More than 40 township, city and village officials and residents met with the Solid Waste Management Board Thursday at the Green County Courthouse.

Also attending were several representatives of Veolia Environmental Services, a private trash collection company, which, as of Dec. 26, no longer uses the county transfer station, commonly called the county landfill, for much of its dumping.

Garbage and recyclables are sorted at the facility, and trash is then taken to a landfill in Janesville.

But Veolia's decision to take the trash it collects from municipal and private contracts to a private landfill near Darien resulted in a 70-percent reduction of business at the landfill, which is now forcing the members to act - either in unison or to disband.

"The primary objective (of the meeting) was to give out information and to get feedback," said Nate Klassy, board chairman. "And I think that's what happened."

Klassy and other board members are now looking for even more information from members, who themselves are looking for more information from the board.

Klassy said he hopes to have more solid numbers and cost figures at the next board meeting in February to help members see the expenses involved to keep the facility running, and the perpetual cost if it shuts down.

Many of questions from attendees at the meeting Thursday rested on "what-if" scenarios, while legal counsels from the City of Monroe, Green County and Veolia began, but did not settle, questions of definitions in the municipalities' contracts.

Some smaller municipalities are dependent upon the landfill.

Steve Graber, Monticello board president, said closing the county landfill facility would be "detrimental" to the village, which runs its own trash collection trucks.

"We certainly want to see the transfer station stay open, because we need a place to go," he said.

Officials from the villages of New Glarus and Albany, the Town of Monroe, and even Green County itself said they had agreements with private trash collection companies to take their trash to the landfill, but were unaware it was being redirected outside the county.

Some of those officials said they had reiterated the requirement with their companies, but Randy Thompson, the Green County landfill manager, said he was aware of only trash collected in Albany by private companies coming to the landfill.

The City of Monroe hires city employees to pick up residential trash, while the Village of New Glarus contracts with Veolia; both municipalities' administrators, Nic Owen of New Glarus and Phil Rath of Monroe, said their trash goes to the Green County landfill.

But third-party vendor contracts are a problem, they say.

"We're in the same position as (Monroe)," Owen said. "We don't know if we can dictate where they take trash from private contracts."

Brian Bucholtz, the county's attorney, said municipalities can dictate where their trash is taken, and interprets their landfill contract agreements to mean all trash from the member municipalities must go the landfill.

Bucholtz believes Veolia didn't realize that their change of landfills would create violations in the local municipalities' agreements.

Rex Ewald, Monroe city attorney, said the contract wording does not compel private entities to use the county landfill.
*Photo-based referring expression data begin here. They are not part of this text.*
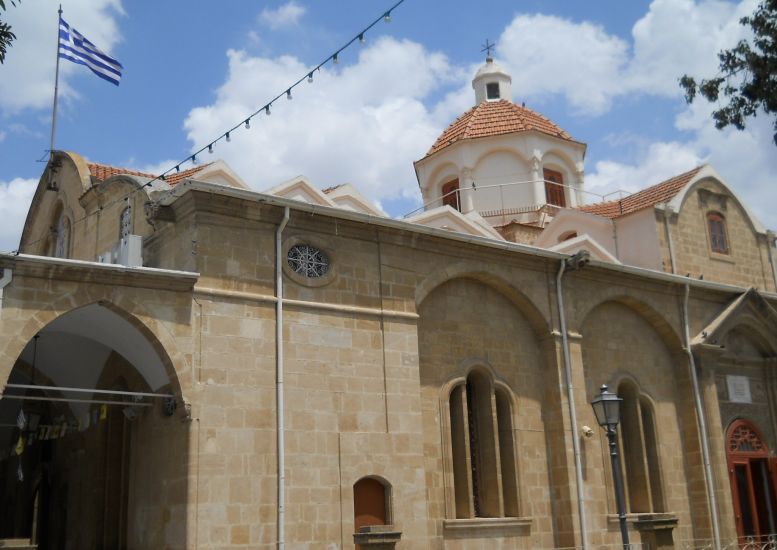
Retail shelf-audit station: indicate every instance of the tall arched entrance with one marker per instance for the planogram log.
(89, 445)
(751, 473)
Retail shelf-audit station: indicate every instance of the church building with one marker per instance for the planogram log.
(192, 364)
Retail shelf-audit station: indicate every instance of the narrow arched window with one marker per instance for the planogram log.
(554, 187)
(639, 456)
(485, 480)
(125, 223)
(716, 225)
(450, 194)
(62, 242)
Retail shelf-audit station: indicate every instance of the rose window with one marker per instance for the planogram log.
(308, 261)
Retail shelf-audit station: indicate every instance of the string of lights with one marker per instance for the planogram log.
(245, 123)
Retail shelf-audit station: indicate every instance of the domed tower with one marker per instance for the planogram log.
(502, 160)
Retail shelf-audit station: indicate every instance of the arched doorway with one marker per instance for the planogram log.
(752, 480)
(87, 445)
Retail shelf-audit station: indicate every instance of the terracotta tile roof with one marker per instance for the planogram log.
(493, 118)
(651, 196)
(103, 172)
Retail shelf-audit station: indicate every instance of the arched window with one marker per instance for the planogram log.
(62, 240)
(554, 187)
(716, 225)
(371, 505)
(450, 194)
(125, 222)
(485, 480)
(752, 480)
(639, 456)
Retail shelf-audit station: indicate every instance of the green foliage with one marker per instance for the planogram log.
(748, 74)
(6, 36)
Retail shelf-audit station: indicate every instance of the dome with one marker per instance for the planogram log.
(495, 118)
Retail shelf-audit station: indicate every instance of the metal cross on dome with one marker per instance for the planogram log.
(487, 47)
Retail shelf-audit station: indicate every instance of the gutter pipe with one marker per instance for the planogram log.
(578, 260)
(5, 280)
(279, 393)
(705, 445)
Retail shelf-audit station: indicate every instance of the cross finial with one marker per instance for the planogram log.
(487, 47)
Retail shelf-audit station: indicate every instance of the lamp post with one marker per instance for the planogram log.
(607, 408)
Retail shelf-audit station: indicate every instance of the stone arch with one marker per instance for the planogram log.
(496, 281)
(160, 340)
(656, 320)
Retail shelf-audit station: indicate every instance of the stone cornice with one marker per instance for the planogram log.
(43, 267)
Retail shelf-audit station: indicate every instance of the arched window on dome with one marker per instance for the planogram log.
(554, 187)
(62, 235)
(485, 481)
(716, 225)
(450, 194)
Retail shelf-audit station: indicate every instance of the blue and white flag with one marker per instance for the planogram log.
(74, 47)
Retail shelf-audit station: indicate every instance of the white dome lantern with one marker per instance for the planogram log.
(491, 83)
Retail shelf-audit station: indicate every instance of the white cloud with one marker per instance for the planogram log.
(590, 68)
(15, 198)
(362, 124)
(27, 76)
(286, 15)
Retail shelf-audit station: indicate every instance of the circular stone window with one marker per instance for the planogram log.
(308, 261)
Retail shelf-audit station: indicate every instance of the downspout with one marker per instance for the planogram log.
(571, 395)
(667, 214)
(279, 399)
(5, 280)
(769, 245)
(705, 444)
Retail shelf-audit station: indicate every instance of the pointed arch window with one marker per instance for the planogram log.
(125, 223)
(62, 241)
(716, 225)
(639, 456)
(450, 194)
(485, 480)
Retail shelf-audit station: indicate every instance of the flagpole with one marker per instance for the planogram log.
(56, 90)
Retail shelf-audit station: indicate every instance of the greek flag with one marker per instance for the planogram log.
(76, 48)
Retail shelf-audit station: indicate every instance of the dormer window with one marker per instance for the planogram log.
(492, 90)
(450, 194)
(716, 225)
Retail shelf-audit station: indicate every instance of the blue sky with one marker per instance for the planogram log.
(605, 71)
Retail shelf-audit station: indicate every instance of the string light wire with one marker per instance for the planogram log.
(246, 122)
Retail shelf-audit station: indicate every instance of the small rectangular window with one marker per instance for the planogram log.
(492, 90)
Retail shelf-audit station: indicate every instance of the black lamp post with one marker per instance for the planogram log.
(607, 408)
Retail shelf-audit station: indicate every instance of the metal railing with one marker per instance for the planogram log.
(439, 201)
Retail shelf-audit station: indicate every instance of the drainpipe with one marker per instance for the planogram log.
(769, 245)
(667, 214)
(575, 262)
(5, 280)
(279, 399)
(705, 444)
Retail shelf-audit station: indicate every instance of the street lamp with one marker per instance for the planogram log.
(607, 408)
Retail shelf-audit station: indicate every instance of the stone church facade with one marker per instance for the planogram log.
(434, 373)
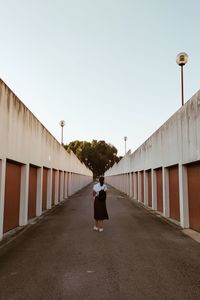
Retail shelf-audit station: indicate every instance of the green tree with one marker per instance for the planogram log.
(97, 155)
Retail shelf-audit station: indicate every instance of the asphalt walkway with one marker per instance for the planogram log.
(138, 256)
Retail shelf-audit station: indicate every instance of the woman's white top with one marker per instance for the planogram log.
(97, 188)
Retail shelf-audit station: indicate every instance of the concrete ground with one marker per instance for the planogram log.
(138, 256)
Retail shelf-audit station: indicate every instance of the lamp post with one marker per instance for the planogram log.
(62, 124)
(125, 139)
(182, 59)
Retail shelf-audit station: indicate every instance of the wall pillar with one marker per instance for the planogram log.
(49, 189)
(23, 213)
(183, 194)
(39, 192)
(165, 180)
(2, 193)
(154, 189)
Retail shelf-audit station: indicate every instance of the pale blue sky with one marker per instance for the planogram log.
(107, 67)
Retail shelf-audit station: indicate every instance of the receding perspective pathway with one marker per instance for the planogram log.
(138, 256)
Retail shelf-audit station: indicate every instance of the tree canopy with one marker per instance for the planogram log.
(97, 155)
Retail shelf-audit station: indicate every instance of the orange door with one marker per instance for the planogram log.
(32, 192)
(174, 193)
(159, 189)
(44, 189)
(149, 189)
(12, 196)
(193, 172)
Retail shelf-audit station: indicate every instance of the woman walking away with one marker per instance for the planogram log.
(100, 211)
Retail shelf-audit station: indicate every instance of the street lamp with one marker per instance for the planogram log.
(182, 59)
(125, 139)
(62, 124)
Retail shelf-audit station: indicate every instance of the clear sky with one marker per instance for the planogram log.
(107, 67)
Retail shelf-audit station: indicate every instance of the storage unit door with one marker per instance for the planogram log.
(12, 196)
(53, 187)
(193, 172)
(174, 193)
(44, 189)
(132, 177)
(159, 189)
(149, 189)
(32, 192)
(142, 186)
(136, 188)
(59, 187)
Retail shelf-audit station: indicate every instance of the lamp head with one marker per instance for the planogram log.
(182, 58)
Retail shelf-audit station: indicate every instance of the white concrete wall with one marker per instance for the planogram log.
(25, 140)
(176, 142)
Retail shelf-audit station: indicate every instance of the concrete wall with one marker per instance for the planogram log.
(24, 141)
(175, 143)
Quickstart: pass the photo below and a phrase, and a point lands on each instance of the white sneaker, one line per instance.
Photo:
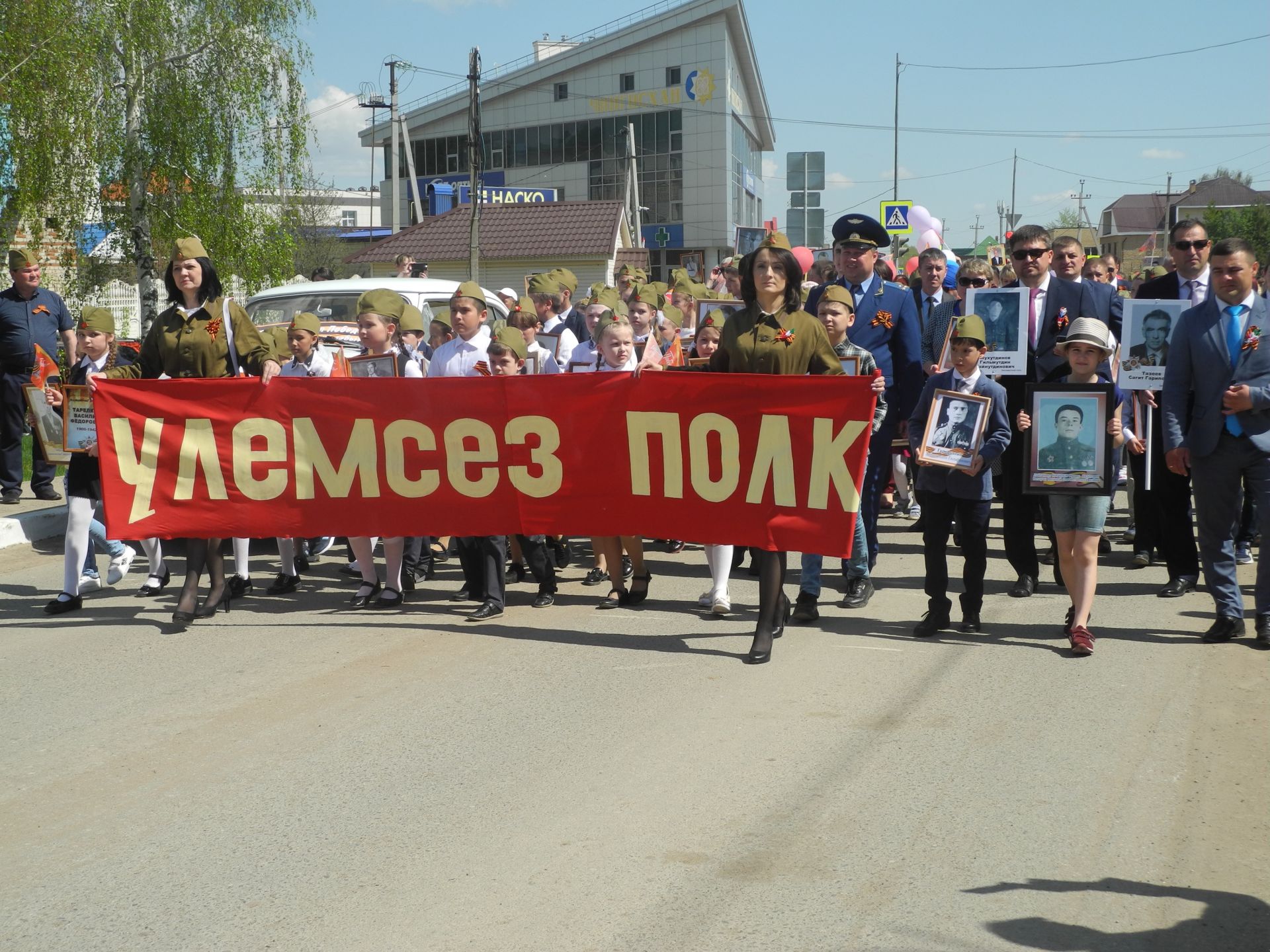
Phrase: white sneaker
(120, 565)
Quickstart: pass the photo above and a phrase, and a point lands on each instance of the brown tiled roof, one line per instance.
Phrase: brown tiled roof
(544, 230)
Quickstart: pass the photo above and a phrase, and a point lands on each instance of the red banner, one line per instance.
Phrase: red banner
(728, 459)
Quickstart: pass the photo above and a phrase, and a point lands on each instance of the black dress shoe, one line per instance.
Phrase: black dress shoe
(1024, 588)
(486, 612)
(390, 601)
(1264, 630)
(360, 600)
(155, 584)
(859, 592)
(73, 603)
(284, 584)
(1226, 627)
(931, 623)
(1179, 587)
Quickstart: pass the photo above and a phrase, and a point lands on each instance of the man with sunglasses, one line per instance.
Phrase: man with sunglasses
(888, 327)
(1162, 514)
(1053, 303)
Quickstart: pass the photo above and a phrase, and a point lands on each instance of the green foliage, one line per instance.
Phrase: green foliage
(150, 116)
(1251, 223)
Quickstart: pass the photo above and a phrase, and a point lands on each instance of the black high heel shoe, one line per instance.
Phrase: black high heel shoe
(149, 590)
(634, 596)
(208, 608)
(360, 601)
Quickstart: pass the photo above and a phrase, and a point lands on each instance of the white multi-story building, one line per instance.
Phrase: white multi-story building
(683, 75)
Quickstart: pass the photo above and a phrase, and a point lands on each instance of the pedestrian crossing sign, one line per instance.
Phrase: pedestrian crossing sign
(894, 218)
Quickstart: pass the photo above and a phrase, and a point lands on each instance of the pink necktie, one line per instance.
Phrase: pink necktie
(1033, 320)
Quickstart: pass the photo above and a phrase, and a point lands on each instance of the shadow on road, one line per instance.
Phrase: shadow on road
(1231, 922)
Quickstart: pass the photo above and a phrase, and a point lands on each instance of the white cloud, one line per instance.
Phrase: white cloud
(335, 150)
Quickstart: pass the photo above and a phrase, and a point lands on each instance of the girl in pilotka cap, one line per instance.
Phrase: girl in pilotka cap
(95, 343)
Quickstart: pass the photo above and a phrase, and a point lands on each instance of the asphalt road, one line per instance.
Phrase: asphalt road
(294, 776)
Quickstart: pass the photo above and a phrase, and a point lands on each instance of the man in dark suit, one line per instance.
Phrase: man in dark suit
(1217, 423)
(1162, 514)
(887, 327)
(1053, 303)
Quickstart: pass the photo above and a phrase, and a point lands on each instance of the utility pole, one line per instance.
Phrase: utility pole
(476, 160)
(396, 159)
(368, 98)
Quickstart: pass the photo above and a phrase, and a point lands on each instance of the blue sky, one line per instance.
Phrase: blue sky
(835, 61)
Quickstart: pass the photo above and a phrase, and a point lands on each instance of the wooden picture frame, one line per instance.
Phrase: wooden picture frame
(1056, 459)
(79, 426)
(550, 343)
(952, 438)
(48, 429)
(370, 366)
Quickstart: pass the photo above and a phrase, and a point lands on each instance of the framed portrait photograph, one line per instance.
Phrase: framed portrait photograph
(372, 366)
(1005, 324)
(550, 343)
(1148, 327)
(48, 426)
(954, 429)
(1067, 448)
(748, 239)
(79, 424)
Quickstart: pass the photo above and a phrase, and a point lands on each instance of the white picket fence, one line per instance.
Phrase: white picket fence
(124, 301)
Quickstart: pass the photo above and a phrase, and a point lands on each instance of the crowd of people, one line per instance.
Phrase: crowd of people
(1212, 416)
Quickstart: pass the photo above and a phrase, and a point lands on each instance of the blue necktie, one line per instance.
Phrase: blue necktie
(1232, 344)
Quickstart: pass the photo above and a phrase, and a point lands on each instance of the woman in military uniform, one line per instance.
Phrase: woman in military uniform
(773, 335)
(204, 334)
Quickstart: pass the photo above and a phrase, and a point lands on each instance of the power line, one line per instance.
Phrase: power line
(1083, 65)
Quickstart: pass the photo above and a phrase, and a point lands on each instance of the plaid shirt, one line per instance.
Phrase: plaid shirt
(868, 368)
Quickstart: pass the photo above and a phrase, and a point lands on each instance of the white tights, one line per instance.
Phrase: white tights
(719, 559)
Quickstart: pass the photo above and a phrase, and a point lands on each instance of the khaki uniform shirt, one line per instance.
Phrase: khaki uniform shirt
(181, 346)
(751, 343)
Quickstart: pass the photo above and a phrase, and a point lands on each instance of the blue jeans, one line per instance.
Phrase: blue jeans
(854, 568)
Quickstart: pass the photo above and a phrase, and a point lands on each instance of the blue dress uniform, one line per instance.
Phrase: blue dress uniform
(23, 324)
(889, 328)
Trash from Monroe has in the past contributed about 50 percent of the landfill business, but how much of that came from Veolia's commercial trash pickup within the city is still unknown.

The impact on Monroe's trash on the landfill's budget - and future - needs further discussion.

"I'm afraid that, as Monroe goes, so goes the landfill," said Mayor Bill Ross.

Ross said he is recommending the city council as a whole, and not just a committee, meet to work out its decision on the landfill. But the council needs hard facts and figures, he added.

Besides the municipalities, more than 5,400 individual county residents used the landfill per year in both 2010 and 2011.

"My point of concern is those 5,400 people who can't go to Janesville, or other private landfills," said County Clerk Mike Doyle. "My other concern, once the transfer station goes away, what will building contractors use? Where do they go?"

And one more question, what happens to the items private collectors don't pick up, like tires?

They'll "end up in our ditches," said Harvey Mandel, board member.